Numerous contributions have been made in the information retrieval (IR) area since 1960’s decade. Nevertheless, due to Web continuous growth, research in this field is still in infancy.
Baeza and Ribeiro (1999) say that IR brings some challenges, such as how to determine the real user needs, as well as supply their expectations through relevant document subsets. In IR systems, it is necessary to analyze both semantics and syntax of document contents, which may return imprecise results. According to Kowalsky (1997), the aim of an IR system is to minimize the overhead of finding the expected information. Classical IR models consider that a document is described by a set of indexed terms. Some of these models also take into account different terms importance at the same document. This importance is called weight (w), and can be represented by a numeric value. The most well-known classical models are Boolean, probabilistic and vector. The vector one, proposed by Gerard Salton, has a greater acceptance between researchers and is the most utilized in current IR applications.
Key Terms in this Chapter
Geographical Information System: Software, for implementing geoprocessing, that is able to store and manipulate spatial data.
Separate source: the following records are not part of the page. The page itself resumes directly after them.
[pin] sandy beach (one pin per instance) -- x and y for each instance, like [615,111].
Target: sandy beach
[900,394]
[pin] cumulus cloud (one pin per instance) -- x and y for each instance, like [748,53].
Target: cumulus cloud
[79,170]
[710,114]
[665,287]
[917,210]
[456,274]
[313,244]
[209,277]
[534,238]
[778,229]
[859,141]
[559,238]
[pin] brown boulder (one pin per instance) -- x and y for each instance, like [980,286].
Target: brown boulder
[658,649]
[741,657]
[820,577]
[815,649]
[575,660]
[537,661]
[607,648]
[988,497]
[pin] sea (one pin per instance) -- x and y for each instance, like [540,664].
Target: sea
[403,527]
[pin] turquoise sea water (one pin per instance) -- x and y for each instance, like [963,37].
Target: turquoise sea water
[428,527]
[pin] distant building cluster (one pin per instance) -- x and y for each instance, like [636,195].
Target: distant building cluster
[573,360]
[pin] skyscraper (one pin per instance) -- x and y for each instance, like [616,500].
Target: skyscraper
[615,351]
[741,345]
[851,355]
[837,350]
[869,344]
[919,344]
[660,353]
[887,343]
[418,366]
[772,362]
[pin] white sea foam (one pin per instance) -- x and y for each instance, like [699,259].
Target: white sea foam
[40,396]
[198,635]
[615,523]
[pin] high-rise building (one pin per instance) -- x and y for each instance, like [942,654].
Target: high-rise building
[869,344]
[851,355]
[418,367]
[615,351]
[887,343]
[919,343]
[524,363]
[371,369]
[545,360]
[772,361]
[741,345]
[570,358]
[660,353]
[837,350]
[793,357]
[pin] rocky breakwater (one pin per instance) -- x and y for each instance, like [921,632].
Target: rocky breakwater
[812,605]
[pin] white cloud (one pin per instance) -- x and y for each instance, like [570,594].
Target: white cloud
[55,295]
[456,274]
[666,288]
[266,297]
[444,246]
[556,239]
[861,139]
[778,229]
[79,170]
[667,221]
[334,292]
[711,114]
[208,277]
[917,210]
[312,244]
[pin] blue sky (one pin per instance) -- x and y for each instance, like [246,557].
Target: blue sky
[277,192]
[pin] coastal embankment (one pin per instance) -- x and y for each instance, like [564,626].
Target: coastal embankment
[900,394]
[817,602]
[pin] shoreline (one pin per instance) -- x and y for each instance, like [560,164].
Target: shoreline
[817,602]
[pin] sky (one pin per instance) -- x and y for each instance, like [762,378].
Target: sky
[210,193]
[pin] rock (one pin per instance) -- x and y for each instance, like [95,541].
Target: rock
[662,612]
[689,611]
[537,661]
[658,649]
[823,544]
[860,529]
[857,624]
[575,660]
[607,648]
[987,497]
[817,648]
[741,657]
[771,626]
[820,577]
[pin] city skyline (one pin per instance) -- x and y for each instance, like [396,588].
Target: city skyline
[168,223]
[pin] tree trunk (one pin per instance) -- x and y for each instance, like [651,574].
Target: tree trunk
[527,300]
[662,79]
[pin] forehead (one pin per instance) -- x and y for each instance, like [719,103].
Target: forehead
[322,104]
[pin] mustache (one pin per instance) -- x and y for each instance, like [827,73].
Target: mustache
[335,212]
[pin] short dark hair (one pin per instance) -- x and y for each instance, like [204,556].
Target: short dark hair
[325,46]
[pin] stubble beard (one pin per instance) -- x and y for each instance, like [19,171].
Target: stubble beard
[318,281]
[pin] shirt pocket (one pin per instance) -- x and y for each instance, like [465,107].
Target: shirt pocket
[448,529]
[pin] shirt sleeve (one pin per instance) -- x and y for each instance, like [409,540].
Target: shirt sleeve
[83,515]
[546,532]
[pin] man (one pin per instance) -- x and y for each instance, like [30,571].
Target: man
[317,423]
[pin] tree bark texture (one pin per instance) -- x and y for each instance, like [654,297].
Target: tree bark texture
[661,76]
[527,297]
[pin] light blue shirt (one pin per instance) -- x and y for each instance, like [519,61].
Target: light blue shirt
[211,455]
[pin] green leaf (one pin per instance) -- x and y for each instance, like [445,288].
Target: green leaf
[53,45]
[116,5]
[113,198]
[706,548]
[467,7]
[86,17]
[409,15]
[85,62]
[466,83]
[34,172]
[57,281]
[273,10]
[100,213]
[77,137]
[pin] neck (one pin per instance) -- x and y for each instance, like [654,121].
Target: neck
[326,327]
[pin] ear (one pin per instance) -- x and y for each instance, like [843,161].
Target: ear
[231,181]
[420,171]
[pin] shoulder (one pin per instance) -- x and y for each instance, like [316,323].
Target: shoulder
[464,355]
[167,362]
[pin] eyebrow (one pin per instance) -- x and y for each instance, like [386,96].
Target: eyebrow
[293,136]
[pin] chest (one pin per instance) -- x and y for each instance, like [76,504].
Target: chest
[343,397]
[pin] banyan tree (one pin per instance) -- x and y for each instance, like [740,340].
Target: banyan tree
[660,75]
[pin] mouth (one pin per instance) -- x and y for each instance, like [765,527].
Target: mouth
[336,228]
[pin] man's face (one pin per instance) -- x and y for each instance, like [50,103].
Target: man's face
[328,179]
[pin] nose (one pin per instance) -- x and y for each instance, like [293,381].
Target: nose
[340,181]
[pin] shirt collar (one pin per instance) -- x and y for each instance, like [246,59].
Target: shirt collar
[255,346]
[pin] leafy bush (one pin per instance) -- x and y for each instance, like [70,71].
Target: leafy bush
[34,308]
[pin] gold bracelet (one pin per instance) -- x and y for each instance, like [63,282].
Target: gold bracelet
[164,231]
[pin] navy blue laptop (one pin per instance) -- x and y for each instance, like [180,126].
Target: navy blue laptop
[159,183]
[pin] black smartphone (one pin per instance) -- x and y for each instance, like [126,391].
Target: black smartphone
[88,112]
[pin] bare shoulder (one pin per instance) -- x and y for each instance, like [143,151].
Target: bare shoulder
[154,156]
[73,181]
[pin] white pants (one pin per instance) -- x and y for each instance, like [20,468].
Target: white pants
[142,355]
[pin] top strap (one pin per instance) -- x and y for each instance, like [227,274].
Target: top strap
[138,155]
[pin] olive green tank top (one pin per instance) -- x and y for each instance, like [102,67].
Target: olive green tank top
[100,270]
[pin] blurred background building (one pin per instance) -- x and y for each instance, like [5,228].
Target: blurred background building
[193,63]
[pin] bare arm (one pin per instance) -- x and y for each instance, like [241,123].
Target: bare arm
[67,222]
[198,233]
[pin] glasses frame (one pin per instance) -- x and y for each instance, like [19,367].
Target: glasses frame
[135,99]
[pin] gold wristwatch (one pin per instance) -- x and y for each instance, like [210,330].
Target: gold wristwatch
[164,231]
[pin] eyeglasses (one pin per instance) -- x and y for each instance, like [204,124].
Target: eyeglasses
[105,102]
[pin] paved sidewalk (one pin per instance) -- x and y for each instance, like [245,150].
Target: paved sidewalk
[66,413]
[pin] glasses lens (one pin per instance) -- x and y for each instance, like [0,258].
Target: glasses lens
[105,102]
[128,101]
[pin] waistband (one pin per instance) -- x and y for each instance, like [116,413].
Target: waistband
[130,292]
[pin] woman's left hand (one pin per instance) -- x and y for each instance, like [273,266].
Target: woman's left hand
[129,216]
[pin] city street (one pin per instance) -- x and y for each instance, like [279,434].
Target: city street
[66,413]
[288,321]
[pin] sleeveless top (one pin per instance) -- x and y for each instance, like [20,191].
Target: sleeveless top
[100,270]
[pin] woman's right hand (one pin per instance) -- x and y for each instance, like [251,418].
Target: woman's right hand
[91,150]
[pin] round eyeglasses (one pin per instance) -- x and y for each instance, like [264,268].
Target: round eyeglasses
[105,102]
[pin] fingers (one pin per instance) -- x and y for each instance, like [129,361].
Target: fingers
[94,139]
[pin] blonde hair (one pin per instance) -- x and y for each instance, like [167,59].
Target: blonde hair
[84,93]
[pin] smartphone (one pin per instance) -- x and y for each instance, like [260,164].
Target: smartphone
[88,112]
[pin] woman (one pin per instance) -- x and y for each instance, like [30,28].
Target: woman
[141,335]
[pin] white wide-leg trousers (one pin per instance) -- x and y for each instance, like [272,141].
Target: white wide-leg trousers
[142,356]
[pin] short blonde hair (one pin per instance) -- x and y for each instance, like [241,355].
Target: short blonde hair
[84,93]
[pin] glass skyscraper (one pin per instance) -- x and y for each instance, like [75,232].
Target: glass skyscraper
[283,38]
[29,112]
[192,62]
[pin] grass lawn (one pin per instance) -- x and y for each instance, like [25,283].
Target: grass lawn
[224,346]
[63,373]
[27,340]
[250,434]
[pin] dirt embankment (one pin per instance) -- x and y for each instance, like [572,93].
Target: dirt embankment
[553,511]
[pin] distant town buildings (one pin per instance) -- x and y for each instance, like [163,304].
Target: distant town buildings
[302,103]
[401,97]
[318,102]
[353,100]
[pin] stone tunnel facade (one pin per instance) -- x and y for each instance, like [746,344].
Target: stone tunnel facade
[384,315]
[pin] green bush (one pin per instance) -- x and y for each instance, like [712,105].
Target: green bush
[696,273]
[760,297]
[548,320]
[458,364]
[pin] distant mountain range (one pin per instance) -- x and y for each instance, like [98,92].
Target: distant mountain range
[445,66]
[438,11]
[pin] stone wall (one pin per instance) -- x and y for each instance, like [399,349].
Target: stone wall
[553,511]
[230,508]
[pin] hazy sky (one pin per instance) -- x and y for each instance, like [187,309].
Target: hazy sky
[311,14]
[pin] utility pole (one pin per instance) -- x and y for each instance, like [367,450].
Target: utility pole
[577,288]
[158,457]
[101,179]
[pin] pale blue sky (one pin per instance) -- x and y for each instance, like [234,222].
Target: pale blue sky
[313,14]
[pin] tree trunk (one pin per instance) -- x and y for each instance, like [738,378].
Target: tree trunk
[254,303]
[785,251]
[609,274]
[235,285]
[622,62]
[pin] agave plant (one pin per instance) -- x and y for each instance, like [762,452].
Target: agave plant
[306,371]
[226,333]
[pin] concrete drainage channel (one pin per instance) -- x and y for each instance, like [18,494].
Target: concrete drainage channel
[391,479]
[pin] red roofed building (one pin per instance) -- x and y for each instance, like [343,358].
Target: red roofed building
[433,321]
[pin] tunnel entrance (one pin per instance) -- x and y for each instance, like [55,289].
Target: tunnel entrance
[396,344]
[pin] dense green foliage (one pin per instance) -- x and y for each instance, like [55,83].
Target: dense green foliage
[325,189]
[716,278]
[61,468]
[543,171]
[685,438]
Gazetteer: A dictionary that translates a set of spatial coordinates to a place name and vice-versa.
Indexing: A data structure technique used to speed up querying in large datasets.
Crawler: Also known as robot or spider, it is a module of a search engine that is responsible for visiting Web sites and extracting their content to be further indexed by the search engine.
Multimodal Interface: User-centered interface in which the computer may process more than one mode of communication.
Geocoding: A technique to provide spatial coordinates to places.
Search Engine: Software that enables one to find documents on the Web according to user query.